Ceiling lifts secured 33.38% of the patient lifting equipment market share in 2024 owing to seamless rail-mount integration that frees floor space and standardizes transfer routes. Their anchored presence supports infection-control zoning and minimizes trip hazards, making them default choices in new hospital construction. Floor/mobile lifts remain indispensable where retrofitting ceiling tracks is infeasible, while sit-to-stand aids provide active-mobility support in rehabilitation wards. Rapidly aging residential stock propels stair and wheelchair platform lifts at a 14.92% CAGR to 2030, reflecting accessibility retrofits under building-code revisions. Manufacturers diversify sling ecosystems; Savaria's Silvalea line offers fabric variants for bariatric, amputee, and toileting applications.

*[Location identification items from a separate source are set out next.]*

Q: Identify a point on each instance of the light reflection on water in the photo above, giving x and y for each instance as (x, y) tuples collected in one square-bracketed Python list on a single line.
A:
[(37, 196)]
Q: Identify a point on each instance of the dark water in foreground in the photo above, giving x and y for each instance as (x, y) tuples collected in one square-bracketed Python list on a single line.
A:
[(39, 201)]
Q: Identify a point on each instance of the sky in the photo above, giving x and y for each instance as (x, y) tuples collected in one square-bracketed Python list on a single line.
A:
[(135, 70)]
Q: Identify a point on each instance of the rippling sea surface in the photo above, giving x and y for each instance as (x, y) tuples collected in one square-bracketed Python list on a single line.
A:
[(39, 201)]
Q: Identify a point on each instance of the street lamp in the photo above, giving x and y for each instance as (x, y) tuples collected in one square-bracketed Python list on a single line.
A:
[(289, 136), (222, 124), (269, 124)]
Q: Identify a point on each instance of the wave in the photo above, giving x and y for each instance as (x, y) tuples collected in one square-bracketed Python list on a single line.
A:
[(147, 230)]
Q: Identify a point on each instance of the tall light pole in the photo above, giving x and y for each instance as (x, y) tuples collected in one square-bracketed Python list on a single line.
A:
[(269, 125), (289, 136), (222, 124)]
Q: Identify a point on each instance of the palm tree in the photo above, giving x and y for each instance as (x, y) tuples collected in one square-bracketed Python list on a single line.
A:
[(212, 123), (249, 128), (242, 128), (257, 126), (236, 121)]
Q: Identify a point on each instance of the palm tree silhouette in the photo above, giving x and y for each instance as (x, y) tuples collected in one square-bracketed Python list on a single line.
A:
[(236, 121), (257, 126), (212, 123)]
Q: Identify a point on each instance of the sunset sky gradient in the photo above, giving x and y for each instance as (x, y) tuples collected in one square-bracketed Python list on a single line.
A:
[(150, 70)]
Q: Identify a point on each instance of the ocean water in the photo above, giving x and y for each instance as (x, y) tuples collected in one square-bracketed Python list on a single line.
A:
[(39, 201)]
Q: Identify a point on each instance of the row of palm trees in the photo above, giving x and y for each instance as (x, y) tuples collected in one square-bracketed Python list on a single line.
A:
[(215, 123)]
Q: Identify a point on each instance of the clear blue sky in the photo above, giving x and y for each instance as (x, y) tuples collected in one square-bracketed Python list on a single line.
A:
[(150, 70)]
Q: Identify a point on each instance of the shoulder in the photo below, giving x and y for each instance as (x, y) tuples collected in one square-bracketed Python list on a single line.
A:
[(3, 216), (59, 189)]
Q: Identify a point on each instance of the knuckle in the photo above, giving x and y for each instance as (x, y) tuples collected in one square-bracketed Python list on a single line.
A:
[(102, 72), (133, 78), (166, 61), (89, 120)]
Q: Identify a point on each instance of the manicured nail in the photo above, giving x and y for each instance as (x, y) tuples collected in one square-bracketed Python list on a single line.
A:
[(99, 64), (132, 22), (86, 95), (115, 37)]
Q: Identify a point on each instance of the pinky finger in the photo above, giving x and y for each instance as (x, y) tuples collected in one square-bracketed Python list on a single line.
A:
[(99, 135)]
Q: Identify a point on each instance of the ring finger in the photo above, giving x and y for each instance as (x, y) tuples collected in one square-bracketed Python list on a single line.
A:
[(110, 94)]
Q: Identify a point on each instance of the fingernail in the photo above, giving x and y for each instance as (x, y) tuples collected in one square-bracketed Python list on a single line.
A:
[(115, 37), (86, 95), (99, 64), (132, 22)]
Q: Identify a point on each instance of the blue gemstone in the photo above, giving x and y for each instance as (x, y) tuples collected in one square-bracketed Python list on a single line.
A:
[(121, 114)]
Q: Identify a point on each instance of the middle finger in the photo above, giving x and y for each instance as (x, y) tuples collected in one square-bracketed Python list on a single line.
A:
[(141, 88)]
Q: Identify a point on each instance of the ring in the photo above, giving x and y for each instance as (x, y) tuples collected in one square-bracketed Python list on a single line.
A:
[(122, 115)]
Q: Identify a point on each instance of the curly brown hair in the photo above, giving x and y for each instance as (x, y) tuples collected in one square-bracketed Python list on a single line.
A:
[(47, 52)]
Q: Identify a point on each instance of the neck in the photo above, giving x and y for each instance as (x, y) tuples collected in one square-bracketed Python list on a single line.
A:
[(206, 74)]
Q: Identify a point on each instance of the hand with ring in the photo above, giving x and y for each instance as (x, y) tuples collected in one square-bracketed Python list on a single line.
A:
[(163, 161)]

The evolving product roadmap emphasizes modularity, enabling chassis upgrades or motor swaps without replacing rails. Bariatric payload options are spreading beyond top-tier models, signaling a design convergence that makes heavy-duty capability standard. Smart user interfaces with touch-free pendant controls address infection-prevention imperatives, while onboard diagnostics cut downtime. Collectively, these advances maintain the ceiling-lift franchise and support steady value capture across the patient lifting equipment market.
The Patient Lifting Equipment Market Report is Segmented by Product (Ceiling Lifts, Floor/Mobile Lifts, Sit-To-Stand & Transfer Aids, Bath & Pool Lifts, and More), Mechanism (Powered, Manual), End User (Hospitals, Long-Term & Nursing Homes, Home-Care Settings, Rehabilitation Centers), and Geography (North America, Europe, Asia-Pacific, Middle East & Africa, South America). The Market Forecasts are Provided in Terms of Value (USD).
North America's 39.06% revenue leadership rests on robust safe-handling regulations, reimbursement frameworks, and a well-organized supply chain. Encompass Health operates 161 rehabilitation hospitals whose standard lift protocols set benchmarks for regional procurement. U.S. healthcare employment is projected to add 2.1 million jobs by 2032, heightening demand for injury-mitigation tools. The patient lifting equipment market benefits from integrated worker-safety metrics tied to reimbursement, embedding lifts in capital-planning templates of both public and private hospitals.
Asia-Pacific represents the fastest-growing corridor, with a 15.71% CAGR forecast driven by aging demographics, expanded insurance coverage, and government pushes to localize device production. China's July 2024 policy on medical-equipment upgrades accelerates procurement of advanced lifts in county-level hospitals. Japan, grappling with population aging, directs innovation grants toward robotics-assisted mobility devices, reinforcing demand for high-specification ceiling tracks.
Europe maintains stable, regulation-driven growth as occupational-safety directives harmonize equipment standards across member states. Sustainability rules incentivize recyclable materials and energy-efficient motor platforms. Middle East & Africa and South America remain emerging frontiers where hospital-construction pipelines and clinical-quality accreditation spur initial purchases, yet currency swings and procurement bureaucracy slow large-scale rollouts. Collectively, regional variances amplify the strategic need for adaptable go-to-market models within the patient lifting equipment market.